$Id: ed2k_crc,v 1.1.1.1 2003/05/17 06:11:53 ericprev Exp $

e-donkey 2000 CRC support
-------------------------

since DCTC 0.85.0, global e-donkey 2000 (ed2k) CRC are supported. The global CRC
allows detection of corrupted file.

I. How it works
---------------

The CRC is computed on the whole file. The CRC looks like a set of 16 bytes
(currently displayed as 32 hexdigits). To see an example of CRC, try
"md5sum /bin/login" in a shell. On my computer, I obtain this:

cd2824ef4794520bcd1f422e4b9a8d17  /bin/login
^^^^^^^^^^^^^^^^^^^^^^^^^^^^^^^^ yes I know, it is not a CRC here, it is a hash
                                 also known as a digest.

Modifying the file, even 1 bit, adding bytes (even null byte) or removing bytes
will produce a different value.

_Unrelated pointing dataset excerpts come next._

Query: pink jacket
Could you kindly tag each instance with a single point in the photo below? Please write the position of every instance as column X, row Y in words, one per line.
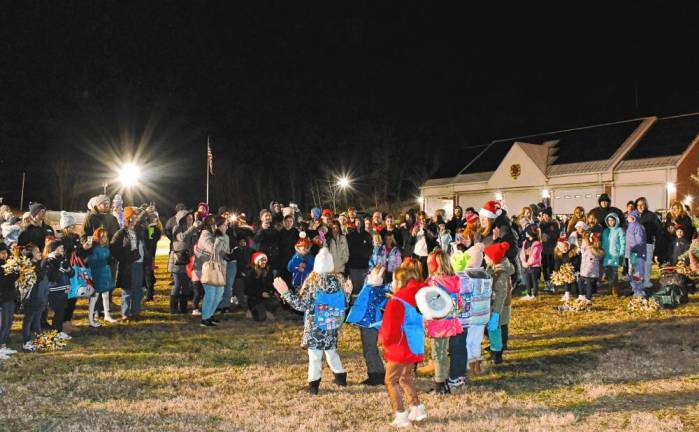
column 450, row 325
column 535, row 250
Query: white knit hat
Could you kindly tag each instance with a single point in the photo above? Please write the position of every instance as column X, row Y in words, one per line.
column 324, row 262
column 67, row 220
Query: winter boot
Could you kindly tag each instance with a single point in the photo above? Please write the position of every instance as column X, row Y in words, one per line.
column 340, row 379
column 505, row 329
column 313, row 386
column 374, row 379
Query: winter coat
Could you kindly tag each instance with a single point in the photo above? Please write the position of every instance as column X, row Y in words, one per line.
column 589, row 264
column 298, row 276
column 613, row 243
column 445, row 327
column 391, row 335
column 204, row 250
column 532, row 258
column 340, row 251
column 315, row 337
column 360, row 248
column 8, row 292
column 651, row 225
column 59, row 271
column 182, row 246
column 635, row 240
column 502, row 295
column 96, row 220
column 36, row 235
column 98, row 262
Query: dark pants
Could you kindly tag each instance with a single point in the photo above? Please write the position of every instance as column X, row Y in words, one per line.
column 531, row 277
column 198, row 289
column 588, row 286
column 370, row 349
column 58, row 300
column 547, row 264
column 458, row 355
column 31, row 324
column 7, row 313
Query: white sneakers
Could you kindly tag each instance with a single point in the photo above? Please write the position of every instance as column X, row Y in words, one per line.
column 29, row 346
column 401, row 420
column 417, row 413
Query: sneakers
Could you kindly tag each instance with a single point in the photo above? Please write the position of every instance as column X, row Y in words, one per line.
column 417, row 413
column 401, row 420
column 7, row 351
column 64, row 336
column 456, row 382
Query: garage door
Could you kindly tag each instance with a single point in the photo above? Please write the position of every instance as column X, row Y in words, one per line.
column 655, row 194
column 564, row 201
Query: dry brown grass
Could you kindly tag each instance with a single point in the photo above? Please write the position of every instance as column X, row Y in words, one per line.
column 602, row 370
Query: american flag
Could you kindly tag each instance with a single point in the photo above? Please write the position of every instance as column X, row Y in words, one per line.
column 210, row 156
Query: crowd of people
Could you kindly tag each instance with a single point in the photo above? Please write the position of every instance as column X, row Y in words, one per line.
column 326, row 265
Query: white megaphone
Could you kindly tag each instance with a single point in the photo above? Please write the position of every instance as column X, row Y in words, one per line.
column 433, row 302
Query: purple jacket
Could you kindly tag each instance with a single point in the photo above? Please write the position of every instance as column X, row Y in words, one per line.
column 635, row 240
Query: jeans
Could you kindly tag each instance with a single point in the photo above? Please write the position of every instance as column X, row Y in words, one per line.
column 650, row 248
column 440, row 357
column 495, row 338
column 58, row 301
column 315, row 363
column 231, row 270
column 212, row 297
column 131, row 298
column 547, row 265
column 31, row 323
column 588, row 286
column 7, row 313
column 370, row 349
column 532, row 278
column 401, row 376
column 474, row 337
column 457, row 355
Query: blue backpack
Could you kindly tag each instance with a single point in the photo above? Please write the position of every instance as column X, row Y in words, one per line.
column 329, row 310
column 413, row 328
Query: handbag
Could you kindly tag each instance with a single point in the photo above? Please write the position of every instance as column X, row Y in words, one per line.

Technically, the value is not uniq but the
probability to have 2 files sharing the same CRC is nearly 0. The CRC acts a bit
like a fingerprint (e-donkey 2000 works using them instead of filename).

  I.1 extended CRC
  ----------------

md5sum uses a 1 level CRC i.e. the CRC is computed on the file itself. ed2k uses
a 2 levels CRC. The file is splitted in slice of a given size (approximately
9.25MB), a CRC is computed on each slice and then a CRC is computed or all the
slice.


                             global CRC        (<= this value is the ed2k CRC)
                            /          \
                           /            \
                          /              \
                    partial CRC1     partial CRC 2
                         |                |
                         |                |
                         |                |
                     part 1 of        part 2 of
                     the file         the file

With a such computation, using a valid global CRC, you are sure to have a valid
file and with an invalid one, using the partial CRC, you can know which part of
the file is corrupted. 

In the following description, the partial CRC will be named L0 CRC and the 
global CRC will be named CRC :)


II. detecting and correcting 
----------------------------

The ed2k CRC allows detection of corrupted files but it is not enough. Detecting
corrupted file is a good idea but correcting buggy files is a better one.
Unfortunatelly, without anything else, there is no way to correct a file because
only the CRC (global) is available, not the L0 CRCs. 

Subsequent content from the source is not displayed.